– Подите же к вашей Агаше. Видите, как она страдает. Она в вас до смерти влюблена, а вы с ней так поступаете.
– Что ж, мне теперь повеситься, если она в меня влюблена? Вот это мило! Она-то влюблена, да, может, я не влюблен? И если я совершенно в другую влюблен, то виноват ли я?
«Образованность» Корвина и сходство с благородным господином неотразимо пленяли Лизу. Говорил он вежливо и тихо, не без достоинства. И Лиза ему очень понравилась.
Когда вечер кончился, он проводил Лизу домой, до самой двери четвертого этажа. Было уже пять часов утра. Лиза пробралась тихонько за драпировку, где стояла ее постель. Через три часа нужно было вставать, самовар, завтрак… «О, чтобы эти завтраки!» – подумала Лиза.
С полу, где был разостлан соломенник, Агаша-маленькая, Лизина помощница, подняла голову и поглядела на розовое платье и растрепанную прическу завистливыми, недобрыми глазами. Агаша-маленькая была недавно из деревни, но оказалась необыкновенно способной к усвоению петербургских манер и быстро начинала образовываться.
Лиза в изнеможении упала на кровать, и тщетно в восемь часов трещал над ее ухом электрический колокольчик. Злонравная маленькая Агаша нарочно ее не будила, а сама, при первой опасности, намеревалась выскользнуть на лестницу и уверять потом с невинностью, что она ходила за булками.
II
Петр Петрович зажал уши и взглянул на потолок. Смотреть на потолок было его обычным жестом в затруднительных обстоятельствах жизни. Он как будто призывал Бога в свидетели, что не виноват.
Теперь, выдерживая сцену с женой, он скромно и жалобно съежился в большом кресле. И никто бы не подумал, что этот худенький, белокуренький человечек, такой беззащитный, в чем-либо виноват. Напротив, было ясно, что он терпит обиду.
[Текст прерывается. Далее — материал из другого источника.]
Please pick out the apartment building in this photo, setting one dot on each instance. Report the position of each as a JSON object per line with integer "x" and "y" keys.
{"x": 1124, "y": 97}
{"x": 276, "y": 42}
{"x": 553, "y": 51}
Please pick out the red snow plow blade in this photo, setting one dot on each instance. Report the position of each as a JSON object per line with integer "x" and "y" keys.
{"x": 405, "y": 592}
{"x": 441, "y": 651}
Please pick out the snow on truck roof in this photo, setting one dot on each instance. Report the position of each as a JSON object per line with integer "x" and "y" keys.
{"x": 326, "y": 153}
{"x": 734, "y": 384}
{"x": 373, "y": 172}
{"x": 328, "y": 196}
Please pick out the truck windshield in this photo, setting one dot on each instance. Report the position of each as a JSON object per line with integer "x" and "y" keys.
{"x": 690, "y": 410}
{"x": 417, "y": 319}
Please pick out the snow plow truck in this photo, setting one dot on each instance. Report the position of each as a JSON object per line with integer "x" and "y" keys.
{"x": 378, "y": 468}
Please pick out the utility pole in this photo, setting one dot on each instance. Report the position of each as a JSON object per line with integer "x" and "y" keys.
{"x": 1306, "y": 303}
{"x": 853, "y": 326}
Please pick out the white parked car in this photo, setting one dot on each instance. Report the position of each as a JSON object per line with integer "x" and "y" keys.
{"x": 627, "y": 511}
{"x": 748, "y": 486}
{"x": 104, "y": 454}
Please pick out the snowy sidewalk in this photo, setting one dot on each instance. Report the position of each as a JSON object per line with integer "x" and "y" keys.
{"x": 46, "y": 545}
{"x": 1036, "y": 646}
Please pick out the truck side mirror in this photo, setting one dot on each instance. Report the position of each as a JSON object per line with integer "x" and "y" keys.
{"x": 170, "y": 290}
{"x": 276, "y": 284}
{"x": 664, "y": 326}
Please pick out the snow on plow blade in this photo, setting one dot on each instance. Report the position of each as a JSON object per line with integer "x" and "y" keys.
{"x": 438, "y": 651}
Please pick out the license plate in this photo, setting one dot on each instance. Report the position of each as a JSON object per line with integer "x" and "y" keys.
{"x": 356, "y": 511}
Лидия Ивановна бегала из угла в угол, всплескивала руками, упрекала, жаловалась, кричала.
Наружность Лидии Ивановны, если не могла назваться красивой – во всяком случае была выразительна и оригинальна. Длинный узкий нос с очень большими, открытыми ноздрями, черные глаза и волосы, смуглая кожа, – все делало ее похожей на цыганку или вообще на женщину южных стран. А по нервности и крайней худощавости, какой-то поджарости – она напоминала прекрасную, породистукю гончую.
Всегда, в сценах между мужем и женою, Лидия Ивановна кричала, а Петр Петрович съеживался, зажимал уши и смотрел на потолок. Он твердо держался того убеждения, что во всех решительных случаях жизни молчание есть самая полезная вещь. Когда он познакомился с Лидией Ивановной, имевшей восемнадцать лет от роду и богатую тетеньку со связями, вместо «рара» и «татап» – он молчал, пока другие ухаживатели произносили целые адвокатские речи; в нужный момент он только взял Лидию Ивановну за руку – и дело сладилось.
Богатая тетенька возмутилась: – разве это партия?! – стала бранить жениха в глаза; он молчал – говорила Лидия Ивановна – и дело опять хорошо кончилось. Несомненно, что и на службе он придерживался своего благого правила: и трех лет не прошло, как ему дали прекрасное место – заведывание хозяйственной частью в обширном богоугодном заведении. Никогда еще правила жизни не обманывали Петра Петровича – не удивительно поэтому, что он их применял и к ссорам с женой.
Но Петр Петрович не любил и боялся скандалов. И теперь сердце его грызла мука, что жена кричит, выдумывает в раздражении даже небывалое, говорит о деньгах, о родне – а в кухне все слышно. А если и не слышно, то Лиза и Агаша-маленькая, верно, пробрались в соседнюю комнату и подслушивают. Ну, говори что хочешь, хоть дерись – да по секрету, чтобы люди не слыхали.
Мысль о подслушивании истомила Петра Петровича. Он не выдержал, вскочил с кресла и внезапно распахнул дверь в столовую.
Против ожидания, Агаши-маленькой он там не застал, хотя в дверях как будто мелькнул кусочек розового платья. Удаляющихся шагов тоже не было слышно; но, если сказать правду, их и не мог бы никто слышать, так как Агаша, для удобства, носила войлочные туфли.
Около буфета Лиза, с непроницаемо-мирным лицом, уставляла тарелки и сейчас же вышла.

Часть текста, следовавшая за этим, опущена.